The active substance in Neurontin is gabapentin.
Neurontin is used to treat:
- Various forms of epilepsy (seizures that are initially limited to certain
parts of the brain, whether the seizure spreads to other parts of the brain
or not). Your doctor will prescribe Neurontin for you to help treat your
epilepsy when your current treatment is not fully controlling your
condition. You should take Neurontin in addition to your current
treatment unless told otherwise.
Neurontin can also be used on its own to treat adults and children over
12 years of age.
- Peripheral neuropathic pain (long lasting pain caused by damage to the
nerves). A variety of different diseases can cause peripheral neuropathic
pain (primarily occurring in the legs and/or arms), such as diabetes or
shingles. Pain sensations may be described as hot, burning, throbbing,
shooting, stabbing, sharp, cramping, aching, tingling, numbness, pins
and needles etc.
2. WHAT YOU NEED TO KNOW BEFORE YOU TAKE NEURONTIN
Do not take Neurontin
- if you are allergic (hypersensitive) to gabapentin or any of the other
ingredients of this medicine (listed in section 6).
Warnings and Precautions
Talk to your doctor or pharmacist before taking Neurontin:
- if you suffer from kidney problems your doctor may prescribe a different
dosing schedule
- if you are on haemodialysis (to remove waste products because of
kidney failure), tell your doctor if you develop muscle pain and/or
weakness
- if you develop signs such as persistent stomach pain, feeling sick and
being sick contact your doctor immediately as these may be symptoms
of acute pancreatitis (an inflamed pancreas)
Cases of abuse and dependence have been reported for gabapentin from
the post-marketing experience.
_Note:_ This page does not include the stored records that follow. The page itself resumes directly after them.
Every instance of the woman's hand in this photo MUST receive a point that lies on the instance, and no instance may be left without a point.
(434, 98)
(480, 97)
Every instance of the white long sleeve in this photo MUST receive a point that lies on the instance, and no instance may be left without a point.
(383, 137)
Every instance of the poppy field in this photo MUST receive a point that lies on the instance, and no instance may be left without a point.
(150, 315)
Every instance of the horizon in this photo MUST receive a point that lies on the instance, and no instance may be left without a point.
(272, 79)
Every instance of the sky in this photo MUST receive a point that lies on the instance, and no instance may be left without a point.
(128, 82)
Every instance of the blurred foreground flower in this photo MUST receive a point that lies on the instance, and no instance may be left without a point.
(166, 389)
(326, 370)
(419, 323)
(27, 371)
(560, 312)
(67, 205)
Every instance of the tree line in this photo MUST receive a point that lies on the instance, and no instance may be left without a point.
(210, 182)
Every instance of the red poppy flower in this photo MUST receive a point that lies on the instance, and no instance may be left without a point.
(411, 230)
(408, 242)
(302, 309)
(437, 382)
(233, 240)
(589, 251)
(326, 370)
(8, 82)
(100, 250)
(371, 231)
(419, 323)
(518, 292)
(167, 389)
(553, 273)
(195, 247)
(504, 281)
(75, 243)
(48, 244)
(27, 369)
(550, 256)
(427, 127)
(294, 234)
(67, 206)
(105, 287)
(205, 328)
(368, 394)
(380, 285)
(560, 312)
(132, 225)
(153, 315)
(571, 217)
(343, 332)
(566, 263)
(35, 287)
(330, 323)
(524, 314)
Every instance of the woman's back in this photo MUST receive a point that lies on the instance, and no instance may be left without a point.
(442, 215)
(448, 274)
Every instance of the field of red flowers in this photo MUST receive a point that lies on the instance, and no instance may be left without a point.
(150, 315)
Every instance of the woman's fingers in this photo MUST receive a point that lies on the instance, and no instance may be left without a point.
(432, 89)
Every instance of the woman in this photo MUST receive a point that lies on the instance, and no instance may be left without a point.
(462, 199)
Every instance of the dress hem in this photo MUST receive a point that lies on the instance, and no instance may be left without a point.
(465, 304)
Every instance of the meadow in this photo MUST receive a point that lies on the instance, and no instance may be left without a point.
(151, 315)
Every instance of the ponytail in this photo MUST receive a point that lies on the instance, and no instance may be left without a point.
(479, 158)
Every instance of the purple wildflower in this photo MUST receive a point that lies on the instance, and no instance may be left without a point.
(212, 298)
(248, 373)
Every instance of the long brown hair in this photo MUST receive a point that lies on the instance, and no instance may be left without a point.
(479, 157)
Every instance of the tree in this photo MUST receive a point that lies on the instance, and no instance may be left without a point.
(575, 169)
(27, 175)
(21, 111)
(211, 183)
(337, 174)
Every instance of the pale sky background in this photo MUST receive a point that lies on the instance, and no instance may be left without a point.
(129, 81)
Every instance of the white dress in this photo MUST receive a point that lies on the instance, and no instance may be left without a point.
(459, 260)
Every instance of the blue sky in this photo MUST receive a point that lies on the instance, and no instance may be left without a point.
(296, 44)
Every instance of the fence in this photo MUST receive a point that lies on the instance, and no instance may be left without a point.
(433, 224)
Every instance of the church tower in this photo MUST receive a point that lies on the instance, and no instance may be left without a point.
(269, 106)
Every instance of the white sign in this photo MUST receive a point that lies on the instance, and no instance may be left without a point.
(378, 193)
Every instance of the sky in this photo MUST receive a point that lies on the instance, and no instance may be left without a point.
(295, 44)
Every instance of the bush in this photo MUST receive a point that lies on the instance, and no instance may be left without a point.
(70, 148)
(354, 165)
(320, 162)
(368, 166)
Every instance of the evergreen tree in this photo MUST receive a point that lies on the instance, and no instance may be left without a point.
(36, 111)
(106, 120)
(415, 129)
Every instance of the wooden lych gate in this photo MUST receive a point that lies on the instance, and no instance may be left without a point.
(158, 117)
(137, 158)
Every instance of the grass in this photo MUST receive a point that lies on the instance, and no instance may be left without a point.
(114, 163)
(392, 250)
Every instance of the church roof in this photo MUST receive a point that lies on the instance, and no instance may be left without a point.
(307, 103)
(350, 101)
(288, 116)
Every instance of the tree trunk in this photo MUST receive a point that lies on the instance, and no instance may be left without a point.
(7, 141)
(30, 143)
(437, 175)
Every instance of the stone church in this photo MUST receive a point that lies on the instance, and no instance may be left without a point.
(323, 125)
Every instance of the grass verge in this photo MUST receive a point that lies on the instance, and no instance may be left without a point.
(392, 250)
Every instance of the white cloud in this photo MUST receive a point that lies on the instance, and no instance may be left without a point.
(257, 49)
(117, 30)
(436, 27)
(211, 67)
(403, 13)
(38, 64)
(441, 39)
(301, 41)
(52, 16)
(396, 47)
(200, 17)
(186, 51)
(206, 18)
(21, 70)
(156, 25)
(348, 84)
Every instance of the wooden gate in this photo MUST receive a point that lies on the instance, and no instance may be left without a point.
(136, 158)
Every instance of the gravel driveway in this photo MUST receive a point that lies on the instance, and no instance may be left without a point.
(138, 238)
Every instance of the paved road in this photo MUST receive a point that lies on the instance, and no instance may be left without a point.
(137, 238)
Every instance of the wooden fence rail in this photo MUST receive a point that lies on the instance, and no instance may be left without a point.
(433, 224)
Talk to your doctor if you have a history of
abuse or dependence.
A small number of people being treated with antiepileptics such as
gabapentin have had thoughts of harming or killing themselves.
If at any time you have these thoughts, immediately contact your doctor.
Important information about potentially serious reactions
A small number of people taking Neurontin get an allergic reaction or
potentially serious skin reaction, which may develop into more serious
problems if they are not treated. You need to know the symptoms to look
out for while you are taking Neurontin.
Read the description of these symptoms in section 4 of this leaflet
under ‘Contact your doctor immediately if you experience any of the
following symptoms after taking this medicine as they can be serious’

Pregnancy
Neurontin should not be taken during pregnancy, unless you are told
otherwise by your doctor. Effective contraception must be used by women
of child-bearing potential.
There have been no studies specifically looking at the use of gabapentin in
pregnant women, but other medications used to treat seizures have
reported an increased risk of harm to the developing baby, particularly
when more than one seizure medication is taken at the same time.
Therefore, whenever possible, you should try to take only one seizure
medication during pregnancy and only under the advice of your doctor.
Contact your doctor immediately if you become pregnant, think you might
be pregnant or are planning to become pregnant while taking Neurontin. Do
not suddenly discontinue taking this medicine as this may lead to a
breakthrough seizure, which could have serious consequences for you and
your baby.
Breast-feeding
Gabapentin, the active substance of Neurontin, is passed on through
human milk. Because the effect on the baby is unknown, it is not
recommended to breast-feed while using Neurontin.
Fertility
There is no effect on fertility in animal studies.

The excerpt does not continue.